Today with bipartisan support, the Minnesota Senate passed legislation that pays off the state’s $1.2 billion in Unemployment Insurance (UI) debt and refills the fund to protect employees’ benefits.
This legislation, authored by Senator Eric Pratt (R-Prior Lake), focuses on paying the debt and replenishing the depleted fund. The UI Trust Fund balance was $1.7 billion in January 2020, but unemployment insurance claims during the pandemic drained the fund to a negative balance of $1.2 billion. Since then, Minnesota has accrued over $8 million in interest alone to the federal government on the debt—the state is paying over $50,000 a day alone on interest charges.

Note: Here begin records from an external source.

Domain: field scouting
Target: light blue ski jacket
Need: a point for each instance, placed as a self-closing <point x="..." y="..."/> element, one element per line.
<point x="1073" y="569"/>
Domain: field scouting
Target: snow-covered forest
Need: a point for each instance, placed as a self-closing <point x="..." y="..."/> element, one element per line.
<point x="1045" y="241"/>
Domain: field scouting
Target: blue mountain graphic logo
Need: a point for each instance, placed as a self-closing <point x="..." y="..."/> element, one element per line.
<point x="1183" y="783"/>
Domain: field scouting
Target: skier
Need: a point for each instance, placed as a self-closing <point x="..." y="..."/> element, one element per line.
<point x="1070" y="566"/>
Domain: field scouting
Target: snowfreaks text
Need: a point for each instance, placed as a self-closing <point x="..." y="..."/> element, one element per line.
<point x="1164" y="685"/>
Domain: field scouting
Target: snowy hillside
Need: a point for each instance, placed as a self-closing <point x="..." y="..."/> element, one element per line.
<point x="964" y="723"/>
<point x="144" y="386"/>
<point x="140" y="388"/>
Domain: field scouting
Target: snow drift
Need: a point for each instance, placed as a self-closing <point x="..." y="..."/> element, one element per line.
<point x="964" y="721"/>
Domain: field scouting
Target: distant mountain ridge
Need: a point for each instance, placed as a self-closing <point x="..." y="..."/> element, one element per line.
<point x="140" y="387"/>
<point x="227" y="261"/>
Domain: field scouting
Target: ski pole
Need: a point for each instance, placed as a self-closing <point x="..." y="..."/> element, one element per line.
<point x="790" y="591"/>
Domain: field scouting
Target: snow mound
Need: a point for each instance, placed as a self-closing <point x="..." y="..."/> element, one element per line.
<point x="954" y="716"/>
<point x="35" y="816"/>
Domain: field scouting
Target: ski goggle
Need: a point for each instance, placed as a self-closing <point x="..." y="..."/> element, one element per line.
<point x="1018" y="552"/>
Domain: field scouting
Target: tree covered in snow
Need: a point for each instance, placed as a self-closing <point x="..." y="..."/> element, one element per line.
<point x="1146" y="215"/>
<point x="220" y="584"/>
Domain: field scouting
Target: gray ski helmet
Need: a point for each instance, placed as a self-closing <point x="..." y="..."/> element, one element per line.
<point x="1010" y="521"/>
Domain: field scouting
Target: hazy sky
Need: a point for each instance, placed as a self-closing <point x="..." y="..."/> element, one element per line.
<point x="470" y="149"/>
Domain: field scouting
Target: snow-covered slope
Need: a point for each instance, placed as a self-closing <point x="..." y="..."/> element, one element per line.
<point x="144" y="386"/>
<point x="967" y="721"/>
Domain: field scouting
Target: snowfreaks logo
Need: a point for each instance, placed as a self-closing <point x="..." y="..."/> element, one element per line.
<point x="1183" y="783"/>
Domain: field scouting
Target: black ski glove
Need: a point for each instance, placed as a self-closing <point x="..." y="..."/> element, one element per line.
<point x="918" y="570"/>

The $2.73 billion in appropriations from SF 2677 would pay off the debt and interest owed to the federal government and also replenish the trust fund to sufficient levels.
“This is an important bipartisan measure that pays off the debt owed to the federal government, pays off the interest, and replenishes the UI trust fund reserves so employees do not lose access to this important benefit,” said Sen. Pratt. “Every dollar spent from this fund went to working Minnesotans— these funds were used to support Minnesotans when they suddenly and unexpectedly lost their jobs throughout the pandemic, and we repeatedly assured business owners that they would not be held accountable for this. Other states have paid the debt, and it’s time for us to do the same. This burden should not fall on the shoulders of small businesses and their employees.”
According to DEED, it would take over 10 years of additional higher taxes on businesses to replenish the UI trust funds. This bill ensures Minnesota’s UI trust fund will once again reach an adequate level of funding and will protect small business from being penalized via higher federal taxes.